When Joel performed the song in Leningrad during a 1987 concert in the Soviet Union that was recorded and later released as Kohuept, he introduced the song by analogizing the situation to that then faced by Soviet youths: "This song is about young people living in the Northeast of America. Their lives are miserable because the steel factories are closing down. They desperately want to leave... but they stay because they were brought up to believe that things were going to get better. Maybe that sounds familiar."

==Critical reception==
In November 1982, Cashbox wrote that, "The melody is a great deal more upbeat than the lyrics would indicate, but the message comes through nonetheless." Billboard said that "it uses expert pop structure to put over a message of bleak suburban despair."

==Reception in Allentown==
The song met with mixed responses in Allentown. Some criticized the song as degrading and full of working-class stereotypes but when Joel returned to the area after the album's release and the song became a hit, he was awarded the key to the city by Allentown's mayor, who praised it as "a gritty song about a gritty city."

On December 27, 1982, Joel played before a sold-out crowd at Stabler Arena in neighboring Bethlehem. He opened and closed his set at Stabler Arena with "Allentown", receiving a five-minute standing ovation following its second performance. At the end of the song and ovation, Joel was greeted with even more sustained applause when, in an apparent defense of the song's meaning, he pointedly told the Bethlehem crowd, "Don't take any shit from anybody."

Also in 1983, Allentown's mayor Joseph Daddona sent a letter to Joel inquiring about Joel's willingness to share some royalties from the song for music scholarships in Allentown. Part of the letter read: "Not only would this fund be a great way to share a tiny part of your good fortune to others in Allentown, it would also help keep alive the 'Allentown' song and the Billy Joel legend (which you've already become here)."

==Music video==
The video, directed by Russell Mulcahy and featuring choreography by Kenny Ortega, was in heavy rotation on MTV throughout 1982 and 1983. The original version of the video features partial male nudity at the beginning when male coal miners are taking a shower, which was edited out for its MTV airings.

==Other versions==
- "Allentown" also has been covered by other artists, including John Mellencamp, who performed a slower, acoustic version of the song at a Kennedy Center tribute to Billy Joel on November 19, 1994.
- In the 2011 movie The Hangover Part II, Ed Helms sings a profane, parody version of "Allentown" to Zach Galifianakis as they ride in a boat in Thailand.

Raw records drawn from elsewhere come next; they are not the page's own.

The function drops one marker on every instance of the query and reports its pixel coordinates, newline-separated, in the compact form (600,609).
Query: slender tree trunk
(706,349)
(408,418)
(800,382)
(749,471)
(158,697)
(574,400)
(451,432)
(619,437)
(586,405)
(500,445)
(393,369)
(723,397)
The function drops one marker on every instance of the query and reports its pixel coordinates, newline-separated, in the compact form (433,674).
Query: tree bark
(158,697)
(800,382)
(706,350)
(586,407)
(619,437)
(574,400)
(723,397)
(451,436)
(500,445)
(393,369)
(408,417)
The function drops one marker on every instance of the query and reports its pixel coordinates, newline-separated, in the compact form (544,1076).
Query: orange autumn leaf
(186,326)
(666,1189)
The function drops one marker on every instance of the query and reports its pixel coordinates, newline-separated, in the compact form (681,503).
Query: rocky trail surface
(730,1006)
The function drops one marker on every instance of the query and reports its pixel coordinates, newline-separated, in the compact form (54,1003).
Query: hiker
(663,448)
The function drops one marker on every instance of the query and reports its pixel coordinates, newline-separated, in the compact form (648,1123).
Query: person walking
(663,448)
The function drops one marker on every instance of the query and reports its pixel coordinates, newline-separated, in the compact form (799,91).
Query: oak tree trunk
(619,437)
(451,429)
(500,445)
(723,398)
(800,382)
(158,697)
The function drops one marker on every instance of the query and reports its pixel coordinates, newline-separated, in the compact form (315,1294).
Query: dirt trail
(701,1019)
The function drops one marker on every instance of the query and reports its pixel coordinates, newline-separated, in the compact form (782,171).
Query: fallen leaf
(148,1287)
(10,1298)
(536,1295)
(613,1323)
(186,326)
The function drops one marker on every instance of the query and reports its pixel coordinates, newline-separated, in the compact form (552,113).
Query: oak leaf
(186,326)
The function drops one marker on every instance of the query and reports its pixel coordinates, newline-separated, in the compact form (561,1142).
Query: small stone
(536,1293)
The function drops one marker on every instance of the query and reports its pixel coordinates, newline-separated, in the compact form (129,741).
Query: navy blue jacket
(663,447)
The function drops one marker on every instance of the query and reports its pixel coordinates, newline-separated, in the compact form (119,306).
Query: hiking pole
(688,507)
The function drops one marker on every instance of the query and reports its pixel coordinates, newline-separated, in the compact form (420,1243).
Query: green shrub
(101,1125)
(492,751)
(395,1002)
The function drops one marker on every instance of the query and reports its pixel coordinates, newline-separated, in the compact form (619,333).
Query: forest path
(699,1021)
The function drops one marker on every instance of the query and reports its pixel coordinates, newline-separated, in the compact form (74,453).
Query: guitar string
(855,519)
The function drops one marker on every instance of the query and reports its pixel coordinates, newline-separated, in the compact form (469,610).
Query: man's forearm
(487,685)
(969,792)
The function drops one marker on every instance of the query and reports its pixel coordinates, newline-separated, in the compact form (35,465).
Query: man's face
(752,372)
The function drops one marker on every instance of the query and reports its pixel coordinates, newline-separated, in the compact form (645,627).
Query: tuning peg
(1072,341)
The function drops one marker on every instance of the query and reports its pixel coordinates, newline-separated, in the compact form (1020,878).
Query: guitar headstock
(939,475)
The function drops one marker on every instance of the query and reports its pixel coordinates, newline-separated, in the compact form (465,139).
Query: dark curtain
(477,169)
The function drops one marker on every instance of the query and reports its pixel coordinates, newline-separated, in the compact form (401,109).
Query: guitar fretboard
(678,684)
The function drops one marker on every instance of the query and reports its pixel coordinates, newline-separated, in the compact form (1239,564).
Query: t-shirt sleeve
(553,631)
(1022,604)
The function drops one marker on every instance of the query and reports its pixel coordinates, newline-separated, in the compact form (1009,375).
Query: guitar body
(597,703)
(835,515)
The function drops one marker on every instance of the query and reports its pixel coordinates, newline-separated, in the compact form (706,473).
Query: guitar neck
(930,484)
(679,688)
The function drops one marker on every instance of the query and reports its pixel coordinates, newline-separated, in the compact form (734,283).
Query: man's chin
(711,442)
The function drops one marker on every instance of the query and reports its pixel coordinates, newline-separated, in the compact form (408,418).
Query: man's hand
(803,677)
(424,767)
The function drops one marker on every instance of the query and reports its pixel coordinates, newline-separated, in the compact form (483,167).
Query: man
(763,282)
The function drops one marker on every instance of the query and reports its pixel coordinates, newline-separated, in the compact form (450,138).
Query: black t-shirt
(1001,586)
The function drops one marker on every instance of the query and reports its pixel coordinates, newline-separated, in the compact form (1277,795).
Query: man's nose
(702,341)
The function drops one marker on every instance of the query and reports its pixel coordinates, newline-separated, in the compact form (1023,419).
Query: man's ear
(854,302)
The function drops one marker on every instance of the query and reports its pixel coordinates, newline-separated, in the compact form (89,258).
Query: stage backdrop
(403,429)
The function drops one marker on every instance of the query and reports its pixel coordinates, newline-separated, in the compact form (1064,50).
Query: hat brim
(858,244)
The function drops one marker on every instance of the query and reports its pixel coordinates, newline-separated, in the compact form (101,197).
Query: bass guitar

The version appears on the film's soundtrack, The Hangover Part II: Original Motion Picture Soundtrack.

==Charts==

===Weekly charts===

| Chart (1982–1983) | Peak position |
|---|---|
| Australia (Kent Music Report) | 49 |
| Canada Top Singles (RPM) | 21 |
| Israel (IBA) | 18 |
| New Zealand (RIANZ) | 37 |
| UK Airplay (Record Business) | 46 |
| US Billboard Hot 100 | 17 |
| US Adult Contemporary (Billboard) | 19 |
| US Mainstream Rock (Billboard) | 28 |
| US Cash Box Top 100 | 14 |

===Year-end charts===

| Chart (1983) | Rank |
|---|---|
| U.S. Billboard Hot 100 | 43 |
| U.S. Cash Box | 92 |

==Certifications==

| Region | Certification | Certified units/sales |
| United States (RIAA) | Gold | 500,000^{‡} |
^{‡} Sales+streaming figures based on certification alone.